Apesar de reconhecer que a Casa Capitão é uma empresa e que funciona de forma empresarial, reforçam este compromisso em dar palco a todos, algo que é possível de observar até pelo cartaz da festa de inauguração. “Queríamos fazer mais do que um festival de três dias. Podemos ter artistas mais conhecidos e que são apresentados como cabeças-de-cartaz, mas a ideia é que o alinhamento permita mostrar as diferentes salas, as diferentes valências, mas também artistas novos”.
É preciso haver oportunidades para conhecermos coisas diferentes e não basearmos o gosto naquilo que os algoritmos nos oferecem.
A festa de inauguração acontece entre 19 e 21 de Setembro e vai acolher concertos de Capicua, Bbb Hairdryer, Vaiapraia, Lesma, Conferência Inferno, Afonso Cabral, Maria Beraldo, Sreya + Iguanas, Samalandra, Luca Argel, dj Sets da editora Cuca Monga e muito mais (isto sem falar das performances, exposições, oficinas e debates).
E a programação não fica por aqui. Depois deste test drive, o arranque a sério acontecerá com o festival MIL, entre 8 e 11 de Outubro, que vai decorrer na Casa Capitão, mas também noutros espaços do Beato, com artistas como Sophia Chablau & Filipe Vaqueiro, Marquise, 800 Gondomar, Yard ou Sunflowers. Até ao final do ano, vai acolher concertos em nome próprio de Baiuca, Bia Ferreira, Bonga, Destroyer, David Bruno, Sega Bodega, Greentea Peng, Letrux, Wavves e Water From Your Eyes.

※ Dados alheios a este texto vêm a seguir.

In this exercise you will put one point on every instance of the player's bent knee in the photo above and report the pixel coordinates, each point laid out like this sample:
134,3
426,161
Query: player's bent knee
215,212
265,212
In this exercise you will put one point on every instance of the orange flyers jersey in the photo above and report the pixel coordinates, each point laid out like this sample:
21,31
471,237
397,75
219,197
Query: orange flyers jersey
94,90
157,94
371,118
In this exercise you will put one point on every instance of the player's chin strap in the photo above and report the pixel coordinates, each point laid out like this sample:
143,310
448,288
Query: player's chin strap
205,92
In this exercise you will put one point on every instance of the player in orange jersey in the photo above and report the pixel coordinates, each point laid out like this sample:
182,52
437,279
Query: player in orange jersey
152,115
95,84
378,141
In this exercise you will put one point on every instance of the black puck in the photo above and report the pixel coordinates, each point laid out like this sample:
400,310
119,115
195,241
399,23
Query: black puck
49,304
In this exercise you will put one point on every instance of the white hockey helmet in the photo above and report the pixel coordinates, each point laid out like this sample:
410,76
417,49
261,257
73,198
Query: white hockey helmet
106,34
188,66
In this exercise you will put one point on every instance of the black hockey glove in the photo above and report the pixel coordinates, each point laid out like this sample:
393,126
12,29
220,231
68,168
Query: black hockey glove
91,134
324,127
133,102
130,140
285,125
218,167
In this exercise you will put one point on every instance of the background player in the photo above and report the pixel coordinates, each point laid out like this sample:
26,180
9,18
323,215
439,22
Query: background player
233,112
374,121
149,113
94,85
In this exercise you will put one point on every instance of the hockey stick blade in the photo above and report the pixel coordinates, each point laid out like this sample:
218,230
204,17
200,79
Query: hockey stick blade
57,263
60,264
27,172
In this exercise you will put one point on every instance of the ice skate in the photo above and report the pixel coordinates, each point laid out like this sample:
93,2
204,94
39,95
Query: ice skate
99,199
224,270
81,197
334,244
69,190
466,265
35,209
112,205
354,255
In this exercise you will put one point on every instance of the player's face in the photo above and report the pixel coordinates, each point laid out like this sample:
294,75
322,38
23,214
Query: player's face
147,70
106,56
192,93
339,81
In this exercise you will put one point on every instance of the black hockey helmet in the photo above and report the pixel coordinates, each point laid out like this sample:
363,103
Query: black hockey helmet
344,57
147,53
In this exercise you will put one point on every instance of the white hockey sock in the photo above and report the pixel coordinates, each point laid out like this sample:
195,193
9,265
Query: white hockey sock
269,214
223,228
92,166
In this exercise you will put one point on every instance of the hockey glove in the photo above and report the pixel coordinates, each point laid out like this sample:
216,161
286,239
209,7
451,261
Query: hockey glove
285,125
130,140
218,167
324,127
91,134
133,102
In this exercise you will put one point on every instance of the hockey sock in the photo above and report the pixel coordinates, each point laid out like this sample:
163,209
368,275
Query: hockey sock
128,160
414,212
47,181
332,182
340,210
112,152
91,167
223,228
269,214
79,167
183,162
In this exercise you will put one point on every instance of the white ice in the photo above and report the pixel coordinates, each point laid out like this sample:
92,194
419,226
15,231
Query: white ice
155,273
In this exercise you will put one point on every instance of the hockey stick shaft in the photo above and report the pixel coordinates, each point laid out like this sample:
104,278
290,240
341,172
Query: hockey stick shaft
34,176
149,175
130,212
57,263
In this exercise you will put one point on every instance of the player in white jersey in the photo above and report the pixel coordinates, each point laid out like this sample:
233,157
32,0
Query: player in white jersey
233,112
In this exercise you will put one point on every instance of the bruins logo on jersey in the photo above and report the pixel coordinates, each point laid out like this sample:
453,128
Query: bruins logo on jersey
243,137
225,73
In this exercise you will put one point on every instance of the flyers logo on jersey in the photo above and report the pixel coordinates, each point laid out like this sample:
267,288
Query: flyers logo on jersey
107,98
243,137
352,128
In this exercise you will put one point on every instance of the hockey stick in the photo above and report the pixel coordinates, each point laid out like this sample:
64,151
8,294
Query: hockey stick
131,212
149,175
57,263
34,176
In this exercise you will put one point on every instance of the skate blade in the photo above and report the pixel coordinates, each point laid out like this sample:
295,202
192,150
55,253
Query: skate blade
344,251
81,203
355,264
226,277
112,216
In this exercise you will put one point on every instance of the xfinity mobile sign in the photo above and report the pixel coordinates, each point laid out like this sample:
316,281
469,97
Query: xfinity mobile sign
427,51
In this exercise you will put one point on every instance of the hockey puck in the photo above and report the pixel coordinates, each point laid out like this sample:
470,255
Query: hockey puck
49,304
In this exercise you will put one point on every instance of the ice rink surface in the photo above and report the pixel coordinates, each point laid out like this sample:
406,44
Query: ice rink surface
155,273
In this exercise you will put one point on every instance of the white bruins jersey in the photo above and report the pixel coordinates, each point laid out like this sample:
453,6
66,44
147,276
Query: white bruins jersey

O último capítulo da vida do Musicbox deu-se de 14 para 15 de Setembro, com uma maratona de DJ sets realizados por várias caras familiares daquele espaço. Foi uma festa agridoce, nenhuma despedida é fácil. Mas não há tempo para derramar lágrimas. Há muitas obras a fazer, paredes para tapar, menus para fechar, programações a decidir. Ainda não é altura para descansar e usufruir desta nova Casa no Beato. Até porque, para Gonçalo, há uma nova missão a começar: “Queremos mostrar que este é um espaço de pertença, viável e com uma programação ligada às culturas de base. Vamos mostrar que estamos a construir o que será um espaço de referência para a cultura nacional”.